Прикрываю глаза и выдыхаю. Как потом оказалась, я вырубился и пришел в себя почти к самому вечеру. Боли больше не было, вместо нее появилось странное чувство легкости. Мое тело парило в какой-то невесомости, а в голове стоял туман.
– Эйп, – из горла вырывается едва слышный шепот. Приходится напрячься и следующий зов выход чуть громче, – Эйп…
– Я здесь,– парень оказывается рядом. – Как ты себя чувствуешь?
– Что ты мне вколол?
– Плохо?
– Да нет, – прикрываю пока еще тяжелые глаза, а потом открываю их вновь. – Слишком хорошо.

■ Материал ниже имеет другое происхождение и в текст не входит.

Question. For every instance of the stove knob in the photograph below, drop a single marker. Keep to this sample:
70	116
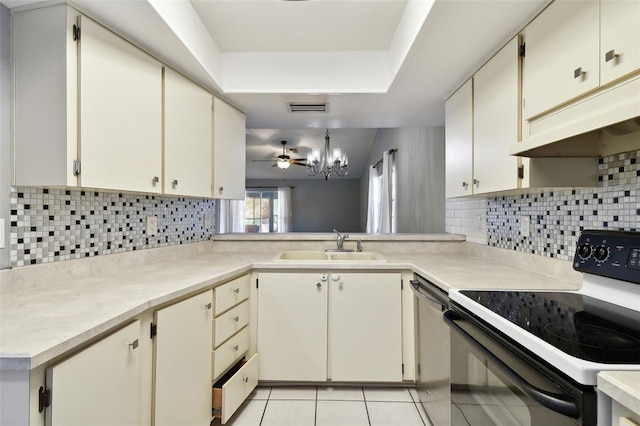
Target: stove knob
584	251
601	253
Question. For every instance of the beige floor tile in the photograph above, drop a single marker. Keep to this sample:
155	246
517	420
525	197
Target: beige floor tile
340	394
341	413
289	413
293	392
394	414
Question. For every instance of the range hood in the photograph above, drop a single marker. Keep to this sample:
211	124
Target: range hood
604	122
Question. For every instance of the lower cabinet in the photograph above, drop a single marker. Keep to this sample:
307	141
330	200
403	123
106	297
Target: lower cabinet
100	385
330	326
182	379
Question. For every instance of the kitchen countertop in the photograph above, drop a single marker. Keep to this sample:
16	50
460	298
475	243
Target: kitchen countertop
39	322
622	386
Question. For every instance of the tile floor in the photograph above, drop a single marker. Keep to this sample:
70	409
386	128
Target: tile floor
330	406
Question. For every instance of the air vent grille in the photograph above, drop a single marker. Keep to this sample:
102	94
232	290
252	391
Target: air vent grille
307	107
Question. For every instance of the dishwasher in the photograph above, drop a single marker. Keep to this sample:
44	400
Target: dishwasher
433	352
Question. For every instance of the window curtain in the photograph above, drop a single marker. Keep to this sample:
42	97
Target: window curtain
380	209
284	209
231	216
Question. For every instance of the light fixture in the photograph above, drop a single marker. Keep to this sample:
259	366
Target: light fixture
329	163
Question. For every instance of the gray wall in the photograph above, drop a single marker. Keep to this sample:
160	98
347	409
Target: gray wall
319	206
420	168
5	131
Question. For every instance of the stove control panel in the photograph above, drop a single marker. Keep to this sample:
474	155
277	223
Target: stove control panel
613	254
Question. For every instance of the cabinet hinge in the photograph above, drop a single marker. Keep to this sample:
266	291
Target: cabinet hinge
76	33
153	331
44	399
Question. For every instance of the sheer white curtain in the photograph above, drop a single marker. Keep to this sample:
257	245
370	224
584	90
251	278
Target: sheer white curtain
231	215
284	209
381	216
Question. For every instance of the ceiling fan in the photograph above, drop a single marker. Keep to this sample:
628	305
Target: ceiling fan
284	161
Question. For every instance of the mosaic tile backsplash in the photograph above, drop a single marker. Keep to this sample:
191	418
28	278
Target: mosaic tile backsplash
48	225
558	216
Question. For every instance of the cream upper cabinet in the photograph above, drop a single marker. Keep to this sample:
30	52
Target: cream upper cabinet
187	137
459	141
619	38
292	326
561	55
97	100
120	113
495	121
365	327
229	148
182	357
100	385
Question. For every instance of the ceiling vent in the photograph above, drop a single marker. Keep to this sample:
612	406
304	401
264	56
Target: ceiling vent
306	107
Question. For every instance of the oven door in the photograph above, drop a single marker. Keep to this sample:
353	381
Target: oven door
495	383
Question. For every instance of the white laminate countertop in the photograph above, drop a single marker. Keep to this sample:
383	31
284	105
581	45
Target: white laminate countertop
622	386
42	321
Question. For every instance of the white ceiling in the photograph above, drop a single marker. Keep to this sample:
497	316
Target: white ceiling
378	63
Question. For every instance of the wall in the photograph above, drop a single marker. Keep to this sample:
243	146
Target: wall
557	215
320	206
49	224
5	133
420	174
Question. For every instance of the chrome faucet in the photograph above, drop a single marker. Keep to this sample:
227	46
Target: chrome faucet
340	239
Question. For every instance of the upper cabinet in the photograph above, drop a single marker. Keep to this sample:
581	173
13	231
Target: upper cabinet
187	137
561	55
229	147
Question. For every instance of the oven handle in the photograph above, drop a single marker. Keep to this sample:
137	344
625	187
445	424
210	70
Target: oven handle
561	403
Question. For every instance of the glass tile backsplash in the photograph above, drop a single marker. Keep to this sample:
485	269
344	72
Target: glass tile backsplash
48	225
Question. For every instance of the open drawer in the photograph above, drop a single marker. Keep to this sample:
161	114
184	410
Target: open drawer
233	388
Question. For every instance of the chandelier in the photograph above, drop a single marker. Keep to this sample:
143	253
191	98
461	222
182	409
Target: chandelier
331	162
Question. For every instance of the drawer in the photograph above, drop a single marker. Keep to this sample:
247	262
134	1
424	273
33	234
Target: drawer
229	323
231	391
230	294
229	352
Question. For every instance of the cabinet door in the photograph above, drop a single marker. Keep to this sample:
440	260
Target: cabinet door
495	121
229	148
459	141
120	113
101	385
619	38
183	345
187	137
561	60
292	326
366	327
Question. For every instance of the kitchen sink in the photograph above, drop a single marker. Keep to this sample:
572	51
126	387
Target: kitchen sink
310	255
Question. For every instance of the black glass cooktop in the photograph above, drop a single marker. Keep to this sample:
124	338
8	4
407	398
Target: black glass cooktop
579	325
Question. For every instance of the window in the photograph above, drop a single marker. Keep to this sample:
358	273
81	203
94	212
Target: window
261	210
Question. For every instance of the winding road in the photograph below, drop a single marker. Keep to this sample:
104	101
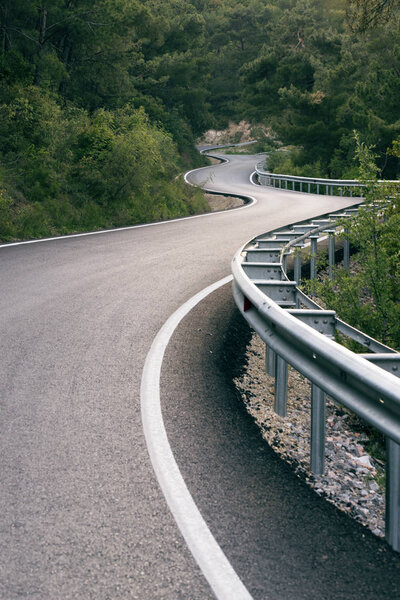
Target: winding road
82	515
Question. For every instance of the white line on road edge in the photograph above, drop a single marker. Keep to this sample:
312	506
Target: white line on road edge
216	568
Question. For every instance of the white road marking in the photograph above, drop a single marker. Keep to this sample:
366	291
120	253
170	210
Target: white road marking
216	568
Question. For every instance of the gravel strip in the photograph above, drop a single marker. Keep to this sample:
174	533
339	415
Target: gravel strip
353	480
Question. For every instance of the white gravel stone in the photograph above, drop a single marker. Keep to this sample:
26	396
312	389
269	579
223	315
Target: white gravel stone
352	478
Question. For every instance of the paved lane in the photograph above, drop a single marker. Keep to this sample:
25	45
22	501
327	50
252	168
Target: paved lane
81	513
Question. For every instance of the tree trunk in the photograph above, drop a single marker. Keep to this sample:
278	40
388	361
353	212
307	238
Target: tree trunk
42	38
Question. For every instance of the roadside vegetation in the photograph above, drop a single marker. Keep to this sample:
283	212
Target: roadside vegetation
101	103
368	295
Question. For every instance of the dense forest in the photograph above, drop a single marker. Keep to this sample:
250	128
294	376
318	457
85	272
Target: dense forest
101	102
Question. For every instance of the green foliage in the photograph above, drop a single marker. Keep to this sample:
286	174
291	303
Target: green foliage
93	93
368	298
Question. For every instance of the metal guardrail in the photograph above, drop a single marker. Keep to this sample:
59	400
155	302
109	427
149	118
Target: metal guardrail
298	332
314	185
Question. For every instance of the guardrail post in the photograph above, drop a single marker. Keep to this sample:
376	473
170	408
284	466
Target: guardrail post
297	265
331	253
317	450
281	377
346	254
313	260
284	261
270	360
393	494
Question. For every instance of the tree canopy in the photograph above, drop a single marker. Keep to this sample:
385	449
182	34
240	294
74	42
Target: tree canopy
88	88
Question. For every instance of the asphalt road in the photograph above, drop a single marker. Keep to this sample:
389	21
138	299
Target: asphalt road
81	513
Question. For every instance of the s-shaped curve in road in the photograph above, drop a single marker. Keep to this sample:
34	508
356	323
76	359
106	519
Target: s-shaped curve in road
82	515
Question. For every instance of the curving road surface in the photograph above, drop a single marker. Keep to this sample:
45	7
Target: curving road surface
81	512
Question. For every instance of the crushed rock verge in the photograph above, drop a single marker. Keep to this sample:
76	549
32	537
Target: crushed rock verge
353	479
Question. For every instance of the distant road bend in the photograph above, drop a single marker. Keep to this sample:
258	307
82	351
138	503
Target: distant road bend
82	514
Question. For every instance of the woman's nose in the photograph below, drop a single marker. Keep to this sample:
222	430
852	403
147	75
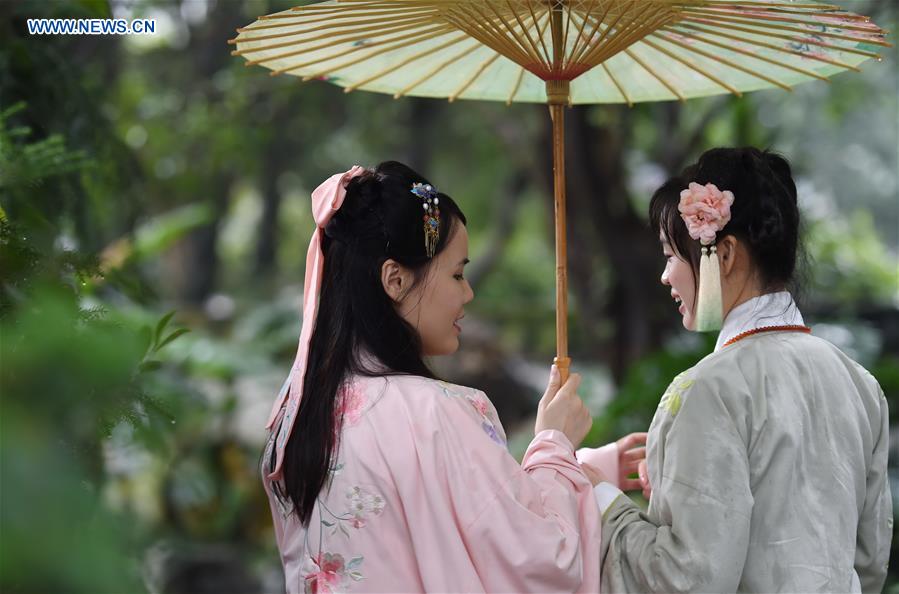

– Я оставлю этот рецепт в секрете. – Усмехается медбрат. – А если серьезно?
– Все отлично, – тяну гласные, – прямо бы сейчас рванул на танцы.
– Мне уже доставать костюм?
– Ага, – сглатываю вязкую слюну. – Синий, пожалуйста.
– Хорошо, – Эйп прикладывает руку к моему лбу, – как только ты отдохнешь, сразу все организуем.
– Отлично, – глаза закрываются помимо моей воли, – дай мне пару минут.
Но эти минуты плавно перетекли в глубокую ночь. Голова чугунная, во рту по ощущением распростерлась настоящая Сахара. Поворачиваю голову и в приглушенном свете ночника вижу маму, которая заснула в кресле. Видимо сменила Эйпа и заставила его пойти отдыхать в комнату для гостей, которая давным-давно уже стала его. Если бы коляска стояла рядом, я бы попытался сам в нее перебраться, но она была далеко и мне пришлось все-таки будить маму.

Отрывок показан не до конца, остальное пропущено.